Emanuela, manager nel settore digitale e figlia dell’ex dirigente della Roma, Giorgio Perinetti, è morta di anoressia a fine novembre all'età di 33 anni. Non aveva accettato il ricovero in una struttura pubblica. Ecco l'intervista alla sorella Chiara, dopo l’annuncio del taglio dei fondi del governo ai centri che curano i disturbi alimentari
Emanuela Perinetti "non voleva morire". A dirlo la sorella Chiara che, ai microfoni di Sky TG24, ripercorre il calvario vissuto dalla sorella, manager di successo che soffriva di anoressia, morta a 33 anni. "La sua intenzione - dice Chiara - non era quella di morire, ovviamente. I messaggi che ho letto con più piacere sono quelli di persone, magari che come Emanuela fino a quel punto erano state convinte del fatto che potevano farcela da sole". "L'appello che faccio io - aggiunge - è che quando invece si tratta di persone maggiorenni, trovare un aiuto non è così facile e forse servirebbero più strumenti". (Sky Tg24 nel centro disturbi alimentari del San Raffaele).

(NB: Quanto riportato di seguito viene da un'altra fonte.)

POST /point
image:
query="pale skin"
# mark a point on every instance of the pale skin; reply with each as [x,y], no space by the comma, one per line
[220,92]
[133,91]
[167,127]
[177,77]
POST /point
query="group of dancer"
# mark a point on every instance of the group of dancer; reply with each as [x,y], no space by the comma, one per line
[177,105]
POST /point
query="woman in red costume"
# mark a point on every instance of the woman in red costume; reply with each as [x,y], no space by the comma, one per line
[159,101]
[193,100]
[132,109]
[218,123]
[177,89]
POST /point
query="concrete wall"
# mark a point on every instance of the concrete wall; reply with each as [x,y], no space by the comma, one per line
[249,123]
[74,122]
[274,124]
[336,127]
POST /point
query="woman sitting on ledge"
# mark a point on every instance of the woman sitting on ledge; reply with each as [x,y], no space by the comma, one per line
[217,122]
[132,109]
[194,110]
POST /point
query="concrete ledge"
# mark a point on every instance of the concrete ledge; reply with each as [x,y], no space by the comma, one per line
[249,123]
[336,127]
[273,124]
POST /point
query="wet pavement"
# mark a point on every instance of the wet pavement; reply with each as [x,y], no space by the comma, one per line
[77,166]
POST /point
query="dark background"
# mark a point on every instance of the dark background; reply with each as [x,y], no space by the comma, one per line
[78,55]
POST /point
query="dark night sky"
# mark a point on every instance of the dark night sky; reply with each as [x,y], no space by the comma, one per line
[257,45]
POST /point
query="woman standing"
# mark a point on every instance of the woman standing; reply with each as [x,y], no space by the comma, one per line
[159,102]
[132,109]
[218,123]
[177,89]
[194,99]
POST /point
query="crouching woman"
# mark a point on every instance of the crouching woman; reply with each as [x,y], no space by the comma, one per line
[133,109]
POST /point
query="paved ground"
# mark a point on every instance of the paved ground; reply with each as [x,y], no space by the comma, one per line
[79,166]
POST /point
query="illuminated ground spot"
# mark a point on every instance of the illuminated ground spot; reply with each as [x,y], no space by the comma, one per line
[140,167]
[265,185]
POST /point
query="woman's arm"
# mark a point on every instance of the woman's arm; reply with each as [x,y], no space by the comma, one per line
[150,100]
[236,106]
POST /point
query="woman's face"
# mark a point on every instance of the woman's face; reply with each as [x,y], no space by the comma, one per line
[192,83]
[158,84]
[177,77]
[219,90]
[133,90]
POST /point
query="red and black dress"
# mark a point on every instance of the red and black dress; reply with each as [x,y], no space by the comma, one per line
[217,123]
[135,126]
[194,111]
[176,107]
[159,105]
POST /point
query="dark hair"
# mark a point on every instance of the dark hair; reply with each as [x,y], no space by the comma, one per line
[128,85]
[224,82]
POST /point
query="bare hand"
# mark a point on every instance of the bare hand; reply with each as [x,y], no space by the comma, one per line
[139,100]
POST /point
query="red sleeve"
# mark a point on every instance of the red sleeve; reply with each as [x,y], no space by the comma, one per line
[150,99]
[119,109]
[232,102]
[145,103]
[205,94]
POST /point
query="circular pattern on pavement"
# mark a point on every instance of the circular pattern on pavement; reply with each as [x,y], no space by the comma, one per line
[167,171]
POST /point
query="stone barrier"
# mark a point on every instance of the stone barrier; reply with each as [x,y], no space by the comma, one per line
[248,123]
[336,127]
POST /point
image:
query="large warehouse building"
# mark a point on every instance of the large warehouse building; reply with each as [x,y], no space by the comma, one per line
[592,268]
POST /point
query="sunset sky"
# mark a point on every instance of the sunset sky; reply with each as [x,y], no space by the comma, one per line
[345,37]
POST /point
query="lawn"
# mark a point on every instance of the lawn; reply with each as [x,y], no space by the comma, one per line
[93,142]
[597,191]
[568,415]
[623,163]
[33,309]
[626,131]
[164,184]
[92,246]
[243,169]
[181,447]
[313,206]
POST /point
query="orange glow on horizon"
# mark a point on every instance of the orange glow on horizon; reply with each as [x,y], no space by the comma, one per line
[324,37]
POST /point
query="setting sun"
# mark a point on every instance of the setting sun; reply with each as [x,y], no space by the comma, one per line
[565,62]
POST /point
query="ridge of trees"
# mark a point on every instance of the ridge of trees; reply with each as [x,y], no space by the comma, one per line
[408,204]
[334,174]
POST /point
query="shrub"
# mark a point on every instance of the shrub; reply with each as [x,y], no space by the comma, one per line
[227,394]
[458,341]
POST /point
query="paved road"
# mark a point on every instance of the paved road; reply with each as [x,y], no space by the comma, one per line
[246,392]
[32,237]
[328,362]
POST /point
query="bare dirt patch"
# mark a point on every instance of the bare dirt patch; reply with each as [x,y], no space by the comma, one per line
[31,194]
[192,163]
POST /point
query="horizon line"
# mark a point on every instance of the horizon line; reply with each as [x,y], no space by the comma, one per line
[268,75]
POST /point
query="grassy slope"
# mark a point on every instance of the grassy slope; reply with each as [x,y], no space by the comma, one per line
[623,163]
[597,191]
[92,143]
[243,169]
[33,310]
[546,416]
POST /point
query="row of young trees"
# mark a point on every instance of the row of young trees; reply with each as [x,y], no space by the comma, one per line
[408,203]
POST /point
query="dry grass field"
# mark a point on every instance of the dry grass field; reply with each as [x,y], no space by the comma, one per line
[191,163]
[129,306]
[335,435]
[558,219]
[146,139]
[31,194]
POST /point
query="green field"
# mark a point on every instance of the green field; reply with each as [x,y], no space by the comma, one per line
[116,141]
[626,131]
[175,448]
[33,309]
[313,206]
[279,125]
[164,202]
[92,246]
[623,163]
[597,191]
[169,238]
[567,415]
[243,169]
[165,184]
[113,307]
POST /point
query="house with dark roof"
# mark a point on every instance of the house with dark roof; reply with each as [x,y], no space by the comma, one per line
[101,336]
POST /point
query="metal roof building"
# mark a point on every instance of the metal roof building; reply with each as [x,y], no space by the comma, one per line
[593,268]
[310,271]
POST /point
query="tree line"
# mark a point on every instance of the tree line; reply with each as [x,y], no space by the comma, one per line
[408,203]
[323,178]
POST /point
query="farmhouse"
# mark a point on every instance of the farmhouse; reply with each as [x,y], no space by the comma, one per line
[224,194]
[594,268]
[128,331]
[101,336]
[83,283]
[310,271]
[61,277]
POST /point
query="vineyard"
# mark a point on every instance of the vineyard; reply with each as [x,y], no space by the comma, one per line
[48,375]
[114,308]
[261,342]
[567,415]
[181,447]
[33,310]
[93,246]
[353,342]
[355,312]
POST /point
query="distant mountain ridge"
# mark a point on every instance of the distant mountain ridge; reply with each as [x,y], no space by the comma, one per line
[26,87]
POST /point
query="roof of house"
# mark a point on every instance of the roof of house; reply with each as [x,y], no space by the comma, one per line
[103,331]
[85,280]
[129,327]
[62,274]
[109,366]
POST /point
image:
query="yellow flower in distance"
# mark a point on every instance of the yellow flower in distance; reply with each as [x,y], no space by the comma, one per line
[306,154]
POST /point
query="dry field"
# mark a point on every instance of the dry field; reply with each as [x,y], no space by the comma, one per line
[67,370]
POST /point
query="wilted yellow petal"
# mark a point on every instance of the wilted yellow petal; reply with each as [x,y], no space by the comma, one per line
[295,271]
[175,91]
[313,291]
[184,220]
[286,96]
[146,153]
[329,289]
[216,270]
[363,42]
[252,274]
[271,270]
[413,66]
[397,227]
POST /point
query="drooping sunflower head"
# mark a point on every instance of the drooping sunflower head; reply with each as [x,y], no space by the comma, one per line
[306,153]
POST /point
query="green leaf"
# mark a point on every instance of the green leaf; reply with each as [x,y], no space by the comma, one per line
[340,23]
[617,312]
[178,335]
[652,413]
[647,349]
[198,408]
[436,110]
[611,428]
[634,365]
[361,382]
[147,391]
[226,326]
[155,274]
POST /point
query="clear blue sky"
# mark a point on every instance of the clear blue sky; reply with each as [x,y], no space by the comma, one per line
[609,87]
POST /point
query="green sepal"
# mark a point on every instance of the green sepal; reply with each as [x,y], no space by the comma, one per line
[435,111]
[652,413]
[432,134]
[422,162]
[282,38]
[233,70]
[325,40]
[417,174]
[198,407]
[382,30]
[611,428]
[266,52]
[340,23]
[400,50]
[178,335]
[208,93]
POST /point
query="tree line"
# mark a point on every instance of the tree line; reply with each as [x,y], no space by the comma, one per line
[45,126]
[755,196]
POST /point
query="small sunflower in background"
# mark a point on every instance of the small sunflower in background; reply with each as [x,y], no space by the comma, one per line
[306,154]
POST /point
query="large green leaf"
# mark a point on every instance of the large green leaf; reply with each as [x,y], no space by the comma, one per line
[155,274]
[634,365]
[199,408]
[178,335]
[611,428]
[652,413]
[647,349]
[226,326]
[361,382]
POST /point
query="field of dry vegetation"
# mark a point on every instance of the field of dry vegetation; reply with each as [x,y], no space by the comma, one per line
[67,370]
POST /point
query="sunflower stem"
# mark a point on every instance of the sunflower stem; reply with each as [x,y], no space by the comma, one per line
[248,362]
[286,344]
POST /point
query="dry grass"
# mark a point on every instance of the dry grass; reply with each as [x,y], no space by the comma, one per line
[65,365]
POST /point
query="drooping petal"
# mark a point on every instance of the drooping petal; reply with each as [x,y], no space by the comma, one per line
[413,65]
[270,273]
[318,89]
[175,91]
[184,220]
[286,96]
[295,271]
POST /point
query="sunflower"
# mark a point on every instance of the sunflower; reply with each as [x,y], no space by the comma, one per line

"Il disagio che viveva è diventato una condizione di salute molto preoccupante"
"Emanuela - racconta ancora Chiara - è sempre stata una persona che aveva avuto delle forme di controllo sul cibo. Però mai in un modo preoccupante. Negli ultimi due mesi, mia sorella ha cominciato a dimagrire molto velocemente. Abbiamo tentato di aiutarla, soprattutto a rendersi conto che ormai quel disagio che lei viveva non era più un disagio, ma una condizione di salute molto preoccupante". Una situazione che "in un paio di mesi è precipitata a tal punto da essere una situazione limite da un punto di vista non solo di magrezza, perché appunto le è stata diagnosticata questa anoressia nervosa, ma da un punto di vista anche internistico, che poi è il motivo per cui lei è stata ricoverata alla fine". Un ricovero arrivato "dopo aver rifiutato invece un primo ricovero che doveva essere fatto in una struttura pubblica atta a prendersi cura del disturbo alimentare". "Credo - continua Chiara - che lei non l'abbia accettato per due motivi. Uno perché se è vero che questa condizione nasceva da una solitudine, da una necessità di essere vista, il ricovero potesse in qualche modo rappresentare un ulteriore isolamento, e credo anche per il fatto che mia sorella tendeva a proteggere molto se stessa e le persone intorno".